Date: Mon Feb 17 2003 - 13:52:16 EST
Roozbeh Pournader wrote,
> And some people find it annoying and dangerous. A BOM-ed UTF-8 file breaks
> the Unix text file model to some degree. I can post a link if anyone's
One report seen recently during various searches was that the
BOM caused a core dump in certain cases.
Seems like it should be easy to fix.
* * *
Doing a google search on utf-8 bom produces thousands of hits. There
are several different instances in which various applications have
posted bugs about the UTF-8 BOM; somebody sends in a patch and the
problem is solved.
Mention was made of problems with "cat" or "grep". If a series of
files is concatenated into one file, either the incoming files can
be checked for the BOM and be stripped of same if found, or
the character can simply be passed along.
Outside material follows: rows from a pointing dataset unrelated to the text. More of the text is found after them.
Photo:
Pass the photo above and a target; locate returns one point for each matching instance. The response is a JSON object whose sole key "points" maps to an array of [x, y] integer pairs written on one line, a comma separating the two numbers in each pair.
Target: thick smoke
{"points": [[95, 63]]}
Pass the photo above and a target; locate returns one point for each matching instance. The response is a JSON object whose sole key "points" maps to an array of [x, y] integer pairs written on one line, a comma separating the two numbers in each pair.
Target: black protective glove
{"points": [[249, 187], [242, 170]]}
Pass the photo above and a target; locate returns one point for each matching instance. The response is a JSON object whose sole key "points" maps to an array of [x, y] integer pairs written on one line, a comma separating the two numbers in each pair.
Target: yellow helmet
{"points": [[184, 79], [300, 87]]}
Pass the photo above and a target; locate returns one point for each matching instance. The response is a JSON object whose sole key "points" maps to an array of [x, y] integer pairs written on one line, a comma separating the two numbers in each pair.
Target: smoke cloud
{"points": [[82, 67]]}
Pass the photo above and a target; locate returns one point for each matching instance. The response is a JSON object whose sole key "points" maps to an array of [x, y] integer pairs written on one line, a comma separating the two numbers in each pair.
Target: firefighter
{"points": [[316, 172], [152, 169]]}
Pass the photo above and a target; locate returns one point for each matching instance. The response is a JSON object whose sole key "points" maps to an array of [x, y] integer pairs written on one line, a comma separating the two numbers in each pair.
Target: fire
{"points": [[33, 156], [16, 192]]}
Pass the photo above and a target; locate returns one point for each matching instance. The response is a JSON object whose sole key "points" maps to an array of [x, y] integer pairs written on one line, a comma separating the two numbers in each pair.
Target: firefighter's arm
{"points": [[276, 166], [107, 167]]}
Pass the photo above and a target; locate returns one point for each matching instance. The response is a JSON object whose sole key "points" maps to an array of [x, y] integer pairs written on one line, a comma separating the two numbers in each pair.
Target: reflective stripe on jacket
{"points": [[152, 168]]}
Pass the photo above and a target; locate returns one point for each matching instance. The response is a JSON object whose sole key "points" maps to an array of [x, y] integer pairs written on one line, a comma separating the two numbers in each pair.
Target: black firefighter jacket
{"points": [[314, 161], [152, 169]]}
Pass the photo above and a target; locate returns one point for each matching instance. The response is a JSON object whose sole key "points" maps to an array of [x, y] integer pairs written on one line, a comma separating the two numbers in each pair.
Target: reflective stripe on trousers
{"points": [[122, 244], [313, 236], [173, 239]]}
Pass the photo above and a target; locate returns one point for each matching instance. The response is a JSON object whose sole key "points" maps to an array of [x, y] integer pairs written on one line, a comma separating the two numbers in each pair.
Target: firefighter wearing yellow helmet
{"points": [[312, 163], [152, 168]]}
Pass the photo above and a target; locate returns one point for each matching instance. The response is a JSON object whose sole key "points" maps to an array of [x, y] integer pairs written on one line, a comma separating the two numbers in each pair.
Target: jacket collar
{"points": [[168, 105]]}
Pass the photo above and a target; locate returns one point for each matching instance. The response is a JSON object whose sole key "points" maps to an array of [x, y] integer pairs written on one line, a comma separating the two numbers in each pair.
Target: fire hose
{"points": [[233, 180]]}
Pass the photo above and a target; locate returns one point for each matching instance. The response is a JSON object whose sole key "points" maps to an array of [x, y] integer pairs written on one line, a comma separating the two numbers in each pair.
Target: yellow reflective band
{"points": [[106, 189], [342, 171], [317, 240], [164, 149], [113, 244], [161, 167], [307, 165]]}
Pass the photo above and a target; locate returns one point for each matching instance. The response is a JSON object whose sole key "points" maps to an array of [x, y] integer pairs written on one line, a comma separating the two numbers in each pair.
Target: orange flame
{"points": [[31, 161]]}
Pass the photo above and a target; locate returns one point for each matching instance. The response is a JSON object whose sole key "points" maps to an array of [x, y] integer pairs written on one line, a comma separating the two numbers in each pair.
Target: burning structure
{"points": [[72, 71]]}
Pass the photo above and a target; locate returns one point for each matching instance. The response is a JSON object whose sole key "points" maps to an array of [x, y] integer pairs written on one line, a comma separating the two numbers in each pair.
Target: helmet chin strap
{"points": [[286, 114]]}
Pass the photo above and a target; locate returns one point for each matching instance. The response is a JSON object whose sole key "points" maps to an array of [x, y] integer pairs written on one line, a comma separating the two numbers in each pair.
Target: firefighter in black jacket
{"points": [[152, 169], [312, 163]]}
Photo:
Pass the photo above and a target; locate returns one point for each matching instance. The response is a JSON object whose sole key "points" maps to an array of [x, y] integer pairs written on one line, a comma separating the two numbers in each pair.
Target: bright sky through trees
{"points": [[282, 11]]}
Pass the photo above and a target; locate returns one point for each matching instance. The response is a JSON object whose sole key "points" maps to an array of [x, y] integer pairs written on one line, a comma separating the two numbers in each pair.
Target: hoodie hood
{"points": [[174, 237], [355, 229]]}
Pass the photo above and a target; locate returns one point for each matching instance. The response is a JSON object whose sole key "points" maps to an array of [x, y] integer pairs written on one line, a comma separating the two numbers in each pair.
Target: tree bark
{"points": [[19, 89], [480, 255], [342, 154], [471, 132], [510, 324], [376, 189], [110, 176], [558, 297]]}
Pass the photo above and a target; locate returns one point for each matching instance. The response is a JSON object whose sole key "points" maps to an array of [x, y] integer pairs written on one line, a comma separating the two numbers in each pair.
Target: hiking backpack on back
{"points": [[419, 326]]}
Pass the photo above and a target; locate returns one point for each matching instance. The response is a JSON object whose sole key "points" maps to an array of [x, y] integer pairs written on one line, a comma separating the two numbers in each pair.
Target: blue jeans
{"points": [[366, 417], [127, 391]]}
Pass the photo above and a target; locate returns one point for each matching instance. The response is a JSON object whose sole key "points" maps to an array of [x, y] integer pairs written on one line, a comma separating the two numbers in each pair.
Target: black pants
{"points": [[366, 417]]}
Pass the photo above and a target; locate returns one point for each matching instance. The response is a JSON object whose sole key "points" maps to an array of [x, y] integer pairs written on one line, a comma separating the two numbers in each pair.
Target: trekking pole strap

How could the presense
of a few ZWNBSPs make a problem?
List members Markus Kuhn and Tex Texin both have pages commenting
upon the BOM for UTF-8 and otherwise.
* * *
The Tidy application supports BOM for UTF-8 in HTML,
(page is in shift-jis)
(If the BOM is present in the input HTML, Tidy will pass
it along to the output HTML if Tidy is in auto mode.)
* * *
The XMLmind XML Editor posted a bug fix in Jan 2003,
the application "can now load XML files having the UTF-8
Byte Order Mark (BOM = 0xEF 0xBB 0xBF) as allowed by
XML 1.0 Second Edition Specification Errata:
http://www.w3.org/XML/xml-V10-2e-errata. Such files are
typically created using Windows 2000 notepad. "
* * *
Rick Jelliffe wrote on the xml-dev list on 2001-07-04,
"Things like UTF-8 BOMs belong in entity management (like line-feed
handling, transcoding, and Unicode normalization) that should be
as transparent to XML as possible. XML does really well in this regard: the
XML-in-MIME RFCS and the use of Unicode have served us well I think."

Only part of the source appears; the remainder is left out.